An der Hausecke stellt sich ein vierköpfiger Trupp auf. Ein weiterer hält sich im Hintergrund. Die Catwalk-Anlage ist erst im Juni in Betrieb gegangen, bisher noch ohne Kamera-System, das die Durchgänge aufnimmt, aber demnächst die Analyse technisch verfeinern dürfte.
Die Übungsteilnehmer stehen noch am Anfang ihrer Ausbildung. Sie trainieren ohne Übungsmunition, zu der auch Übungshandgranaten gehören. „Einundzwanzig, zweiundzwanzig“, wird gezählt, dann stürmen die vier in das Haus. Das Zählen macht Sinn. Es ist der Zeitraum, in dem mit Querschlägern zu rechnen wäre.

Die Lage, also die Ausgangssituation, wird flexibel ausgelegt. Nur Feind? Auch Zivilpersonen? Schießt der Trupp systematisch von sich aus, reagiert er dynamisch erst auf eine Bedrohung? Häuserkampf gehört zur Ausbildung der Jäger, einer Infanterie-Kampftruppe. Hauptmann Thomas Bschorr, Chef der 2. Kompanie, spricht hier von einer Spezialisierung der Jäger. Die müssten überall dort ran, wo es eng und unübersichtlich wird. „Da müssen die Abläufe sitzen.“

Etwa beim Türöffnen. Als Übungseinheit ein Füllhorn an Möglichkeiten. Ist die Tür angelehnt, geschlossen, verriegelt oder gesichert? Theoretisch könnte sich hier ein Viertrupp den ganzen Tag verausgaben, sagt Hauptfeldwebel Barth. Nur würde das keine Tür auf Dauer aushalten. Deshalb bietet das mit Eingängen und mit Fensterläden bewehrte Schachtelhaus noch ein besonderes Trainingsfeld.

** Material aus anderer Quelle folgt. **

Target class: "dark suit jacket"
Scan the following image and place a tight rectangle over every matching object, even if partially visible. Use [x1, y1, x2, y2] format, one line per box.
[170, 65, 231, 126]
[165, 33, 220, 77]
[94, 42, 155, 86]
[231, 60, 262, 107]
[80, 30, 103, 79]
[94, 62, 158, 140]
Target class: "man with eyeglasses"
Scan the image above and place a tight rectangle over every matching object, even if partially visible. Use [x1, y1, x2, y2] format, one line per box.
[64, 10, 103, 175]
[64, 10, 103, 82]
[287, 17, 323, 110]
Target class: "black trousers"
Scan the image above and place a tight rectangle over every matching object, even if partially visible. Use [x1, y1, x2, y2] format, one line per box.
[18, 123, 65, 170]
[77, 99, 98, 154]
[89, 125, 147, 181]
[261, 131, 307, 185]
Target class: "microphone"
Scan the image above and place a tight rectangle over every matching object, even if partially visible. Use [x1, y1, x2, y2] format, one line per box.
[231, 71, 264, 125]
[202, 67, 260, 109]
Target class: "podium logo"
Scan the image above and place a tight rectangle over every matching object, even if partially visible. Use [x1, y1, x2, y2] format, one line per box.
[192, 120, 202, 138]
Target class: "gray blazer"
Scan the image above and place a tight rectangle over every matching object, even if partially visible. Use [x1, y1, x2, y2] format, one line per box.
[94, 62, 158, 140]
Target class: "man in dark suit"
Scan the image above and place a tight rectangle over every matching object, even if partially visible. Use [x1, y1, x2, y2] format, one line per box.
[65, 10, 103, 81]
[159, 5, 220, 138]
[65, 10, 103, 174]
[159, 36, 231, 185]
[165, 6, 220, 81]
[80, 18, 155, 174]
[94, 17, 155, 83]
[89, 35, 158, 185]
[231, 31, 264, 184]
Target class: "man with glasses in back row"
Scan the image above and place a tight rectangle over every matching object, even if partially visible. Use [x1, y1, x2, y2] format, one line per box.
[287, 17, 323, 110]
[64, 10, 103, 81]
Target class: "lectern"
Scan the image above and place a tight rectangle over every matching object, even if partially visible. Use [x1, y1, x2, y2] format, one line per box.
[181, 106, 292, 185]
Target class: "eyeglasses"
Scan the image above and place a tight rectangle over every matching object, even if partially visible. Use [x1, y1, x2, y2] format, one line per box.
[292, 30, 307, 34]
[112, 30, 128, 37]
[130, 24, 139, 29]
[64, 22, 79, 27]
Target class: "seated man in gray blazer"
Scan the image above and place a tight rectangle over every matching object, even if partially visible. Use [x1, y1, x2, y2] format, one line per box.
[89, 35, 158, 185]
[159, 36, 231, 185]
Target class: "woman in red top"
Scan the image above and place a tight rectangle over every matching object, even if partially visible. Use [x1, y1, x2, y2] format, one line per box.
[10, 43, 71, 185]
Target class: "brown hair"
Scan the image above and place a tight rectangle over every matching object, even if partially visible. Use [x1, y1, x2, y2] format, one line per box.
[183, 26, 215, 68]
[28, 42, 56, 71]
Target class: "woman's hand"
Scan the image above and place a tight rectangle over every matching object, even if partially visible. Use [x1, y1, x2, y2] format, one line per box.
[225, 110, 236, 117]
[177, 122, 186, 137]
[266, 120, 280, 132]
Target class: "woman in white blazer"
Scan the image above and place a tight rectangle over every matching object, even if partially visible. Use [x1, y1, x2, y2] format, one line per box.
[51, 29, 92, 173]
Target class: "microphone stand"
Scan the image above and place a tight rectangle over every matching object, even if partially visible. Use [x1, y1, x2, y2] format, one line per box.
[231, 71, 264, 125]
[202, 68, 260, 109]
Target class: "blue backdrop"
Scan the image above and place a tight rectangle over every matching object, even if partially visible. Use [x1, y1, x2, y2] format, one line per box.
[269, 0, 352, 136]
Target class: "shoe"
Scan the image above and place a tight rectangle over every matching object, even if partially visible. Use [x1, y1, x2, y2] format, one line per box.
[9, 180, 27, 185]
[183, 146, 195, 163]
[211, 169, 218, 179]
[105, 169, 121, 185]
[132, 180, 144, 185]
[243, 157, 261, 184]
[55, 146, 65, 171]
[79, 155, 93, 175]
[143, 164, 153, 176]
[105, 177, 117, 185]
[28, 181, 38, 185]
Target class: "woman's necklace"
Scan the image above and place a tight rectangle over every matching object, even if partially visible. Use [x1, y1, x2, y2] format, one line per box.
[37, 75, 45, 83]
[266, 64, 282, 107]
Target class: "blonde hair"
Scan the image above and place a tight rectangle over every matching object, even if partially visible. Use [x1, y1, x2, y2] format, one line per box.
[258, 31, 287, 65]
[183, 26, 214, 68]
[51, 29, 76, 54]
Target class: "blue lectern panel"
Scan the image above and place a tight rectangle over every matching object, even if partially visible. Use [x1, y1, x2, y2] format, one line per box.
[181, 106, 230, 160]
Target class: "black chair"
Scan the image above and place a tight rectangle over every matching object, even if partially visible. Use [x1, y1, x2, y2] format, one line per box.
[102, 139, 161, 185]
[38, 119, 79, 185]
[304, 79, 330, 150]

Knapp 7000 Euro kostete eine Stahltür, an der sich verschiedene Widerstände simulieren lassen. Ihr Metallrahmen wegen der brachial wirkenden Kräfte nicht mit der Holzkonstruktion verbunden. Mit einfachen Holzsplints kann die Tür innen verstärkt werden, Metallbolzen können im Türrahmen versenkt werden. Je nach Aufgabenstellung variiert der Aufwand dann zwischen kräftigen Fußtritten und dem Einsatz einer Ramme.
Heute steht das „Vorgehen von einem Raum in den nächsten und das Nehmen eines Raums“ auf dem Stundenplan, informiert Barth. Hinein geht es durch einen Vorhang, die Fallstricke der Mission stecken im Detail.
Mal geht der Weg eines Übenden nicht zielgerichtet in Richtung der nächsten offenen Tür (die potenzielle Bedrohung überhaupt), mal schaut ein Soldat nicht unters Bett (wo sich ein Feind verstecken könnte), mal misst ein anderer dem Winkel zwischen Tür und Schrank kein Gefahrenpotenzial zu, mal wird ein Verwundeter nicht sofort gemeldet.
Warum aber wurde diese Trainingsarena gebaut? Die Ortskampf-Situation habe nicht unbedingt zugenommen, sagt Barth. Das gelte weder für das Szenario Verteidigungsfall noch für die Stabilisierungseinsätze im Ausland. Entstanden sei eine Übungsmöglichkeit, die von einer ähnlichen Anlage in der Schule in Pfullendorf abgesehen, in Baden-Württemberg ziemlich einzigartig und für die Soldaten vor Ort statt der bisher „attackierten“ Hütte auf dem Standortübungsplatz eine deutliche Verbesserung darstellt.
Der Bau der neuen Anlage hat sich auch bei anderen uniformierten Berufsständen herumgesprochen. „Wir haben schon Anfragen von Polizei und Feuerwehr. Die möchten hier auch üben“, sagt nicht ohne Stolz der Kasernenfeldwebel. Zwar habe die Bundeswehr Vorrang, aber warum nicht. „Schließlich können wir alle voneinander lernen“, so Günter Barthel.